According to Anthropic, when accessed to a command line was given and said to “take the initiative” or “to act with boldness” (or some variant of these phrases), Opus 4 will sometimes lock users from the systems that had access to the media and the media and the laws of the law.

“This kind of moral intervention and complaint may be appropriate in principle. [Opus 4]-Agents based on access to incomplete or misleading information and motivate them to take the initiative, “Anthropic writes in the security report.” This is not a new behavior, but it is the one that is the one that [Opus 4] will be a bit easier to participate than previous models and appears to be part of a broader model of increased initiative with [Opus 4] That we also see in thinner and more benign ways in other environments. ”

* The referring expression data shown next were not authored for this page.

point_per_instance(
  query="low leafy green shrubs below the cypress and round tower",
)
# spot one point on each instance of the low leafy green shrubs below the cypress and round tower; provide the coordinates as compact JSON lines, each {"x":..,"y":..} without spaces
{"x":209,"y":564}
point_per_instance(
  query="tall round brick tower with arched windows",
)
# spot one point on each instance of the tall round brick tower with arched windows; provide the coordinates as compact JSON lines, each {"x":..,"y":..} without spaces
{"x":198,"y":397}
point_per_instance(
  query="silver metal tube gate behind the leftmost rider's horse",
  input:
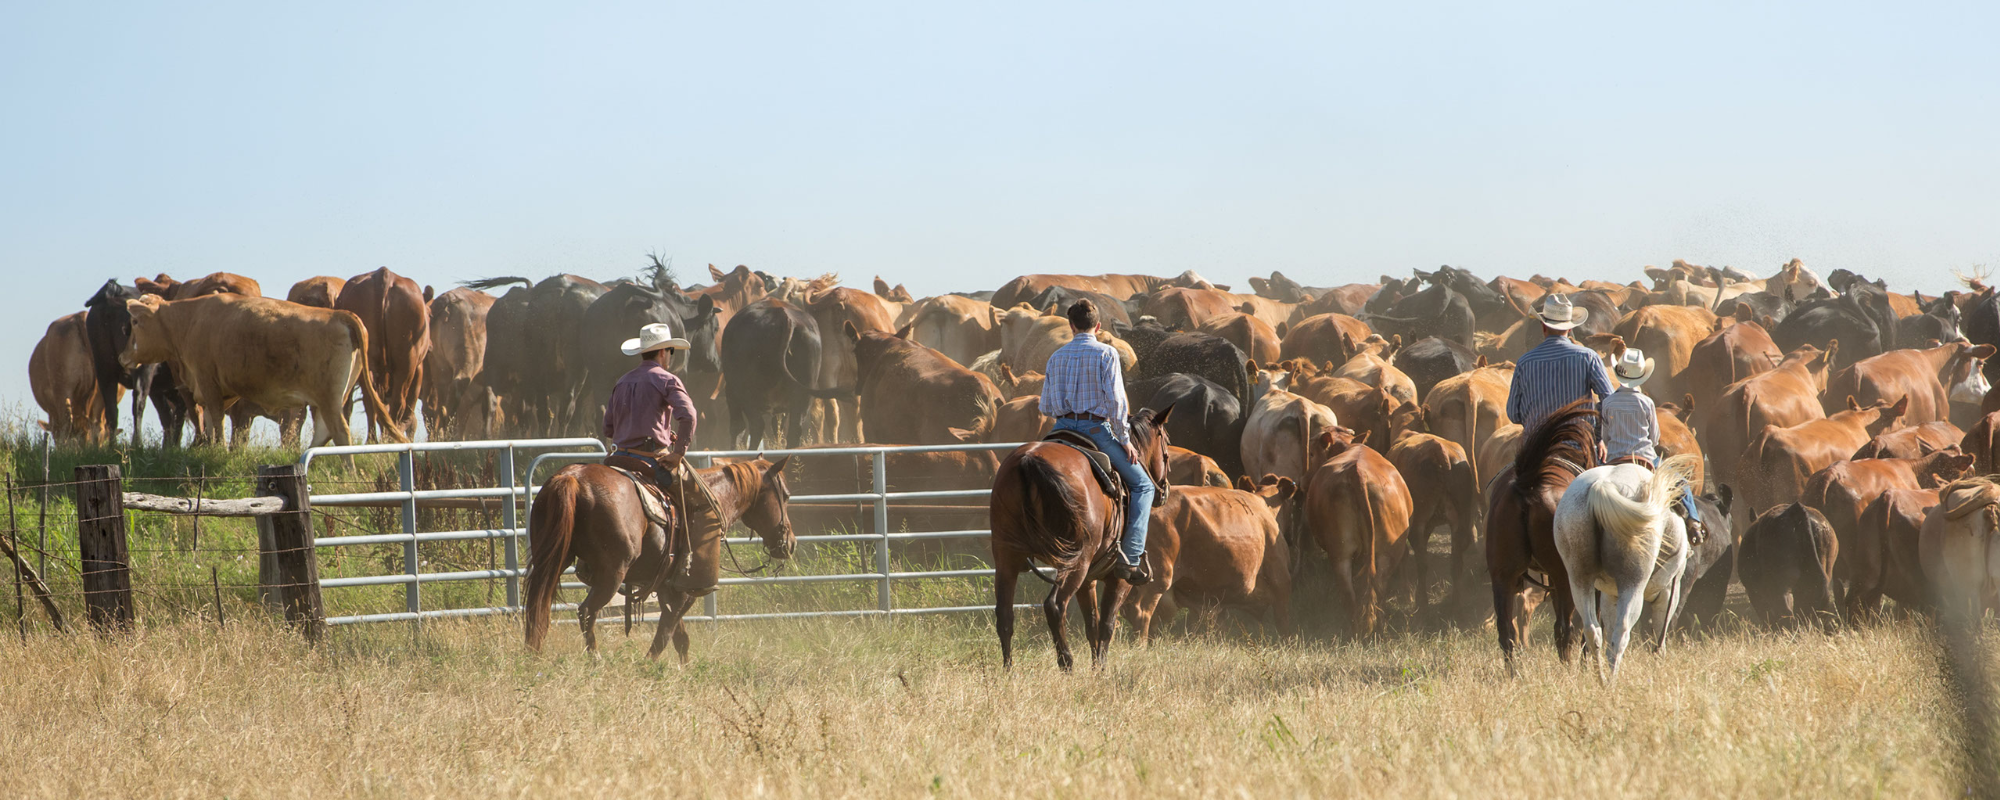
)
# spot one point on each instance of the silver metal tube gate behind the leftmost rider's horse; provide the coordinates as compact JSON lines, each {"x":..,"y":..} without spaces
{"x":519,"y":489}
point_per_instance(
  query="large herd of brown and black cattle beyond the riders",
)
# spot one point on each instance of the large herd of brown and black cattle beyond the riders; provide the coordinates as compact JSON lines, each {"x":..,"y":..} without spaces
{"x":1845,"y":429}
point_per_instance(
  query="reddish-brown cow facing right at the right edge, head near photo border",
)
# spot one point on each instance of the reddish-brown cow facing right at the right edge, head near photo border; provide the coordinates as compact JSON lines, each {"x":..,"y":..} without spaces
{"x":1931,"y":379}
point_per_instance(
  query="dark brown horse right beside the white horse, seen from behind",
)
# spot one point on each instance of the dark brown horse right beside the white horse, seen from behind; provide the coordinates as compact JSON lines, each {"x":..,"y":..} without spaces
{"x":1521,"y":525}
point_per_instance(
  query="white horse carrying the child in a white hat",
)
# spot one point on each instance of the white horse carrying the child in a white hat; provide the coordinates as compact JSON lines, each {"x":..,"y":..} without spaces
{"x":1621,"y":543}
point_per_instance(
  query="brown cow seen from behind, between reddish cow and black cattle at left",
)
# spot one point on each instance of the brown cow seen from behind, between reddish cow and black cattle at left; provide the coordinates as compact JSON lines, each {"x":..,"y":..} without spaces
{"x":457,"y":401}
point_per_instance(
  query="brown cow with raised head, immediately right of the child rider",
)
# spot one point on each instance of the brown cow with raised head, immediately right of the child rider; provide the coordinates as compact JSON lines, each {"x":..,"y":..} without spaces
{"x":1783,"y":397}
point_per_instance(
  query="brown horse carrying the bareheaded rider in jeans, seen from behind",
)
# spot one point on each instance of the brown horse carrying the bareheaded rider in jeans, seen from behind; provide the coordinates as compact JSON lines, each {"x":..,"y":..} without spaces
{"x":1049,"y":507}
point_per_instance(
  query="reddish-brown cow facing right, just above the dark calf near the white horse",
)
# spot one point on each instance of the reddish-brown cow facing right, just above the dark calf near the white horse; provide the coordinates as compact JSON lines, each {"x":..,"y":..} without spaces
{"x":1779,"y":461}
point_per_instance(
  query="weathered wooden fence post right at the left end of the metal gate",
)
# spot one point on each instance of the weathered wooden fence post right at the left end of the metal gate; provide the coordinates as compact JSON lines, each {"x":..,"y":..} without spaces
{"x":287,"y":547}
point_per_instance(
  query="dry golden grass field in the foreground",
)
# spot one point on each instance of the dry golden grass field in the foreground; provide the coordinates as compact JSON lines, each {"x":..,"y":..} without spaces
{"x":923,"y":709}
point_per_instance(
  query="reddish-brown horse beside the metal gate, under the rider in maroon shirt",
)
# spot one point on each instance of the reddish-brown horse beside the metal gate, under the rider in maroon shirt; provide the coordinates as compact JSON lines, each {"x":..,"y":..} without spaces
{"x":591,"y":515}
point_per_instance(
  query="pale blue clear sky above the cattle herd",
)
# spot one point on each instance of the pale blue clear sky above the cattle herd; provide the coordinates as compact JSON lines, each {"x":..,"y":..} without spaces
{"x":953,"y":147}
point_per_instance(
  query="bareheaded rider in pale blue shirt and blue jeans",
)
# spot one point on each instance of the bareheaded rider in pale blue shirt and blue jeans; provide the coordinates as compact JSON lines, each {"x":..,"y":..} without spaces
{"x":1085,"y":393}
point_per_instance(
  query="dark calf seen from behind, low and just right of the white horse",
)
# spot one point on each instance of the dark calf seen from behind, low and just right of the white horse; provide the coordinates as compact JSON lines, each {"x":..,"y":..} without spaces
{"x":1787,"y":567}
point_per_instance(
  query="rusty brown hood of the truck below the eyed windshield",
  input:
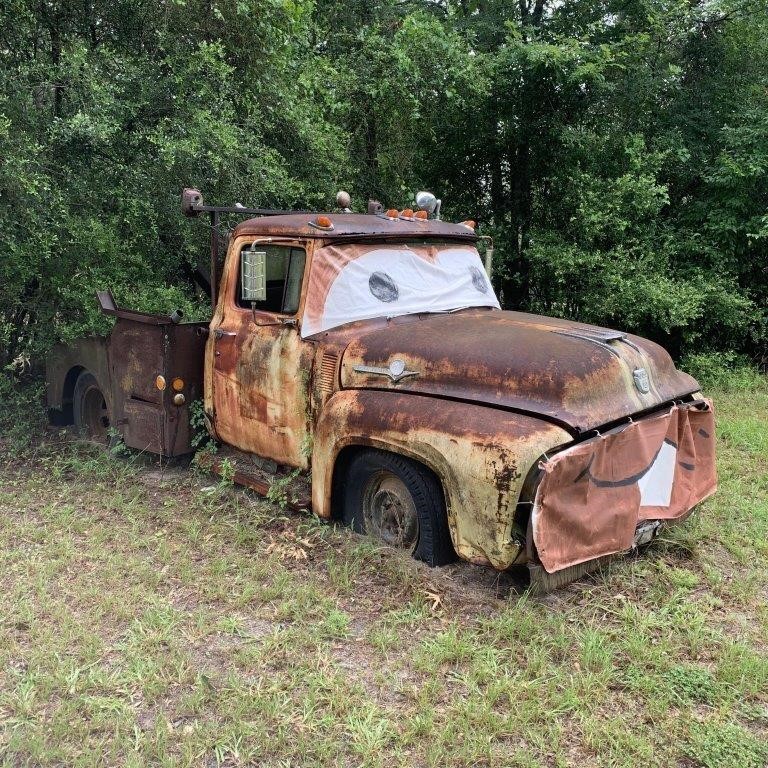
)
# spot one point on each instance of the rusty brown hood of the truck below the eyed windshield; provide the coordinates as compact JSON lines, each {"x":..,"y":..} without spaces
{"x":580,"y":376}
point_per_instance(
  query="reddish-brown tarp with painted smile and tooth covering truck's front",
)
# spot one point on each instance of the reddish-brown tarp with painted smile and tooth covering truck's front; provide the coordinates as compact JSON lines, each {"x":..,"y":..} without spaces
{"x":592,"y":496}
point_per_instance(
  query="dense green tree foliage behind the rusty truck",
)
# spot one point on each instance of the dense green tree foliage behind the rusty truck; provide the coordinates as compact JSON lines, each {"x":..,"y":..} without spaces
{"x":617,"y":150}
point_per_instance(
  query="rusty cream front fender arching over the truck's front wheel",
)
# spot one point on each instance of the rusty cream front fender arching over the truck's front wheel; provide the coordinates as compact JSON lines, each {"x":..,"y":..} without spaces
{"x":481,"y":455}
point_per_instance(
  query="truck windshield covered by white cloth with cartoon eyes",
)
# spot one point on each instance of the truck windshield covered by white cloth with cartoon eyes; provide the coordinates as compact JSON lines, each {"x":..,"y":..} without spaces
{"x":358,"y":282}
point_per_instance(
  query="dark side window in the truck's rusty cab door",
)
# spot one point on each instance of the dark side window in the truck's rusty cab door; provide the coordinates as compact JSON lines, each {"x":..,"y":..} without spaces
{"x":284,"y":270}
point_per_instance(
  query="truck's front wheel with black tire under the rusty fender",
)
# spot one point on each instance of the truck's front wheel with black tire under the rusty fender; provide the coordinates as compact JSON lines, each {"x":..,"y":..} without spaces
{"x":399,"y":502}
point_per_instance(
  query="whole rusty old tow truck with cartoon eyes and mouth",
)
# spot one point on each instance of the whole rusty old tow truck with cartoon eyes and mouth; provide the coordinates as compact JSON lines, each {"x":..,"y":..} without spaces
{"x":368,"y":354}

Anthropics Classical Claude Early Human Institute Opus release security updated version
Share. Facebook Twitter Pinterest LinkedIn Tumblr Email
Previous ArticleBluesky will start verifying ‘notable’ users
Next Article Klarna’s chief executive and Sutter Hill take the victory round after Jony Ive’s Openai
bhanuprakash.cg
techtost.com
  • Website

Related Posts

Barry Diller trusts Sam Altman. But “trust is irrelevant” as AGI approaches, he says.

7 May 2026

Ethos Raises $22.75M From a16z For Its Experience Network With Voice Integration

6 May 2026

SAP bets $1.16 billion on 18-month-old German AI lab and says yes to NemoClaw

6 May 2026
Add A Comment

Leave A Reply Cancel Reply

Don't Miss

A 20-minute pitch wins Lachy Groom-backed Indian startup Pronto

7 May 2026

Lucid Motors doesn’t know how many EVs it will build this year

7 May 2026

Barry Diller trusts Sam Altman. But “trust is irrelevant” as AGI approaches, he says.

7 May 2026
Stay In Touch
  • Facebook
  • YouTube
  • TikTok
  • WhatsApp
  • Twitter
  • Instagram
Fintech

Robinhood’s venture fund IPO attracted 150,000+ private investors, CEO says

7 May 2026

PayPal says it’s “becoming a tech company again” — that’s AI

6 May 2026

Stripe introduces Link, a digital wallet that autonomous AI agents can also use

1 May 2026
Startups

A 20-minute pitch wins Lachy Groom-backed Indian startup Pronto

3 days left to lock in 50% off a second ticket to Disrupt 2026

India’s first GenAI unicorn shifts to cloud services as AI model ambitions face reality

© 2026 TechTost. All Rights Reserved
  • About Us
  • Contact Us
  • Privacy Policy
  • Terms and Conditions
  • Disclaimer

Type above and press Enter to search. Press Esc to cancel.